Best of all, the shell was opening-day fresh.
For those of you crunchy taco enthusiasts, you are well aware that Taco Bell’s regular shells are usually old and stale. It is not uncommon to get an overly chewy or broken apart exterior. With the extra help of a thick paper sleeve, the fresh Doritos shell holds together quite well until the last bite.
That alone is a reason to try the Doritos Locos Taco, but try it soon in order enjoy the freshest product possible.
Sadly, the first part of the new slogan is also true; it has Taco Bell on the inside.
Biting into an earthy tasting lettuce leaf spine and/or vine-end of a diced tomato is still very likely, while the dry cheese and Grade D ground beef, made with many non-beef ingredients, remains tolerable at best.
The sour cream on the supreme DLT enhances the overall experience a lot, so I expect the upcoming Cool Ranch Doritos version, which is rumored to be release in the Fall, to be another tasty alternative.
The DLT revived my faith in cheap dining, but I still have many discontinued favorites I hope will be brought back in the near future.
What are some of your favorite fast food items that are no longer available?
Here are a few of my, and my co-workers former favorites we wish would come back.
Jake Rosenberg
1a.
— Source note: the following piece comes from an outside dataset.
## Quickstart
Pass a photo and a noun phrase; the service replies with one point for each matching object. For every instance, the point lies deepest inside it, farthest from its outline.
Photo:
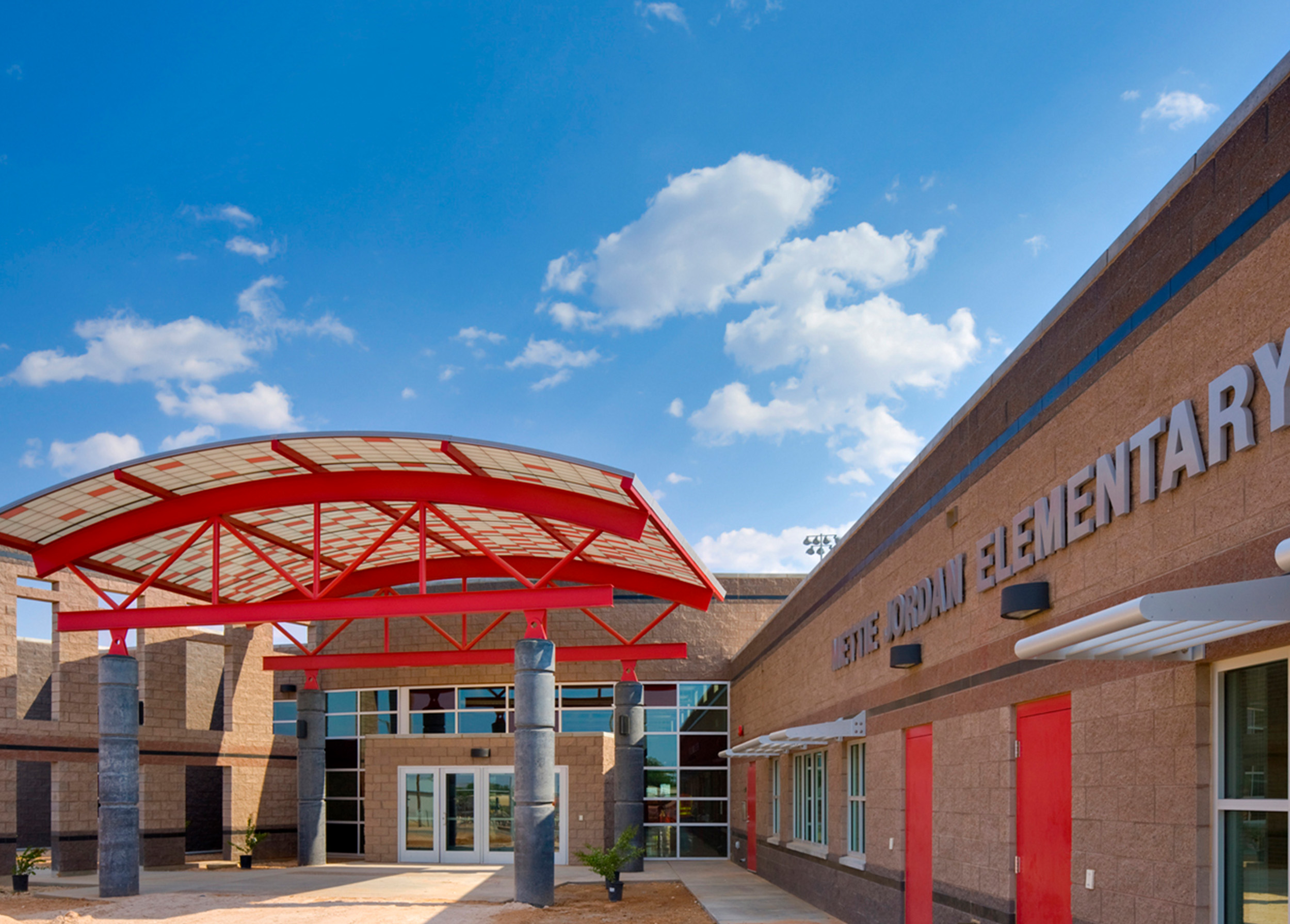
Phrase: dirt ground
(643, 904)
KFC’s original recipe chicken strips: Extra crispy strips are the only fried version available now, and the extra breading is just too much. Why can’t they have an original recipe for every item? That famous addictive chemical “that makes you crave it nightly” works so well with everything, especially chicken strips. AND they don’t tear up the roof of your mouth like Cap’n Crunch cereal like the extra crispy does.
1b. The KFC Twister: Chicken strips with shredded lettuce and pepper mayo made for the best wrap in the history of not just fast food, but food in general. KFC phased it out with its value Snack Wrap, but it is hardly an acceptable alternative.
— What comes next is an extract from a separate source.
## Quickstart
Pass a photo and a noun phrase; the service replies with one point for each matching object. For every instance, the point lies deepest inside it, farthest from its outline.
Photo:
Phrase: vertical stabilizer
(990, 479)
1c. KFC JoJos: Why are potato wedges only available at like two KFC’s in Oregon?
2. Carl’s Jr. Grilled Cheese Bacon Burger: Sourdough bread, beef, bacon and LOTS of cheese and mayonnaise — the best combination of fatty foods. My favorite sandwich ever made its exit more than a year ago, and I’ve been going through withdrawals ever since. Until In-N-Out brings their tasty burgers north of the California border, finding a burger as good as the GCBB will not be achieved.
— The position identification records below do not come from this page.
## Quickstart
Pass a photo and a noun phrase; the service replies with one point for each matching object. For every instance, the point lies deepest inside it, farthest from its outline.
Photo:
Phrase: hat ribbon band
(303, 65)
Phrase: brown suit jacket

3. McDonald’s’ Cajun McChicken: The golden arches have come out with about 90 different chicken sandwiches since eliminating this 99-cent favorite about a decade ago, and they have yet to come close. A slightly spicy, fried chicken breast with shredded lettuce and a good amount of mayo made for a treat that was as good as it was cheap.
4. Panda Express’ Sweet & Sour Pork: I find myself going to the lone Chinese-American fast food joint less and less after they took off their delicious sweet and sour pork from the menu. They still have their famous Orange Chicken, however, so I can’t be too mad.
AK Dugan
McDonald’s McLean Deluxe: With a third of the fat of a Big Mac, the 17-year Lebanon Express reporter still craves the low-calorie burger that included carrageenan, a seaweed extract that made up 10-percent of the ingredients. Dugan, however, was not aware of the seaweed at the time of purchase/consumption back in the mid-90s.
Matt DeBow
Taco Bell’s Mexi-Fries: The newest addition to the Express team still misses the Mexi-Fries from Taco Bell. While they were really just tater tots, you can still find a similar version at Taco Time … or in your grocer’s freezer section.
Emily Mentzer
Taco Bell’s Taco Lite: The current Lebanon Express chief editor remembers making the Taco Lite at her first job. The deep fried flour shell filled with taco fillings was only “Lite” because of the crunchy and flaky taste. Mentzer recalls Taco Bell having to eliminate the item do to false advertising.
Sherri Frost
Burger King’s Rodeo Burger: With barbeque sauce and onion rings, the Mid-Valley Newspaper advertising representative is not satisfied by the 37 other fast food restaurant’s attempts at the same thing.